From young ages, women are taught to be careful. Inherently, this isn’t a bad thing, but when I’m supposed to choose between my safety and living my life to the fullest like men can, it becomes suffocating.

Always fearful. Always looking over my shoulder. Always second guessing every interaction with men because you never know when something can turn deadly- you’d be surprised how fast things can escalate when you’re a female.

But at what point does teaching women how to protect themselves turn into creating a scapegoat? Why should women solely be taught to change themselves, shrink themselves for their own safety? Why must we choose?

The answer isn’t simple: victim-blaming to shaming women for their sexuality to not holding men and boys accountable all play a role. These factors combine to create a systemic form of oppression every woman will face at some point in her life, no matter how careful she is. Rape culture.

I once saw a post that always comes to mind when discussing rape culture. The post read, “For men, being drunk excuses anything they do. For women, being drunk excuses anything done to us.” Rape

culture is as simple as this double standard, and is quite clear to see once one stops letting society fool them into thinking their knee-jerk reaction to place blame is right.

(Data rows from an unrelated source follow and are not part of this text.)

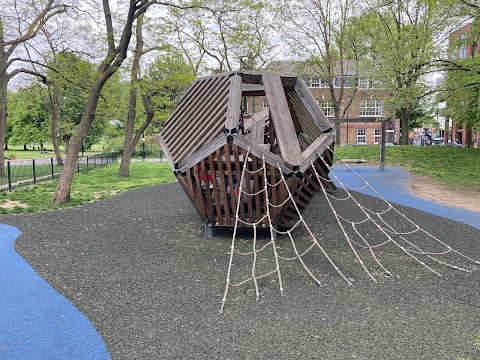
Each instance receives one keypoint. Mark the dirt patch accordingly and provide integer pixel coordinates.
(10, 204)
(429, 189)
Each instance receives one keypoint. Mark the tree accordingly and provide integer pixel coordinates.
(461, 92)
(230, 34)
(166, 78)
(116, 53)
(18, 25)
(28, 117)
(401, 41)
(320, 32)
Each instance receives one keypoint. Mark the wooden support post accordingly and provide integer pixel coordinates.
(282, 119)
(208, 230)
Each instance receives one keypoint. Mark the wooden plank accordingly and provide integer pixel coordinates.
(257, 187)
(257, 128)
(198, 91)
(253, 90)
(182, 181)
(234, 106)
(273, 190)
(203, 152)
(212, 125)
(233, 201)
(282, 119)
(306, 121)
(248, 189)
(166, 152)
(208, 194)
(238, 171)
(217, 206)
(198, 190)
(312, 106)
(200, 118)
(318, 146)
(223, 185)
(258, 151)
(292, 184)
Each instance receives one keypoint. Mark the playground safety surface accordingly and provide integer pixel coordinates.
(137, 266)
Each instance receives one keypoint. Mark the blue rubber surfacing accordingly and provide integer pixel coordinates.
(393, 184)
(37, 322)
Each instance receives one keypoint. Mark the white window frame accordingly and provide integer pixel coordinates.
(377, 136)
(363, 83)
(317, 82)
(362, 136)
(369, 108)
(327, 107)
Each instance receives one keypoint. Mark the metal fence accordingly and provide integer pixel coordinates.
(21, 173)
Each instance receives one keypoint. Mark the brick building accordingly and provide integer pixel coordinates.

Understanding rape culture, and thus understanding power dynamics, is truly simple if you just listen to women. Listen to our stories, our struggles, our hopes. It’s exhausting to act as a search engine all the time, however, so we can’t do this alone- stand with us as we struggle through daily occurrences.

Educate yourself on terminology and what women really go through, even when it seems like ‘just another headline’ to you, for we see ourselves in these headlines. And please, do not try to explain how women should react to something you’ve never experienced. Don’t police our feelings- society already does this enough and wonders why women are so angry.

Before someone inevitably responds to this with “but what about male rape victims?”, let me make this clear: that’s for another article at another time. Derailing an argument won’t support yours- it just proves to women that you aren’t listening to what we have to say.

If society, particularly men, doesn’t start wholly listening to women, there will be more headlines, and with every headline will be another girl, fearful of the future of harassment that lies before her, as I am one of those girls now. This needs to end.

We, as a society, cannot seriously believe that teaching women precautionary measures will lower sexual assault rates (1 in 6 American women has experienced an attempted or completed rape in her lifetime- let that sink in).

We must educate our boys on consent- instead of teaching girls not to get raped, teach boys not to rape. This sounds overly simple, but then again, many are unclear on what actually constitutes as rape, which leads to another problem- sex education in schools.

Listen to women who speak on their experiences with harassment, and take measures to eradicate such behavior.

We need to protect our women, supporting them in court instead of ingraining into our girls that the boy who yanks her hair just has a crush on her. We need to stop normalizing behavior like this, for chasing a girl on the playground will only lead to chasing a girl into bed.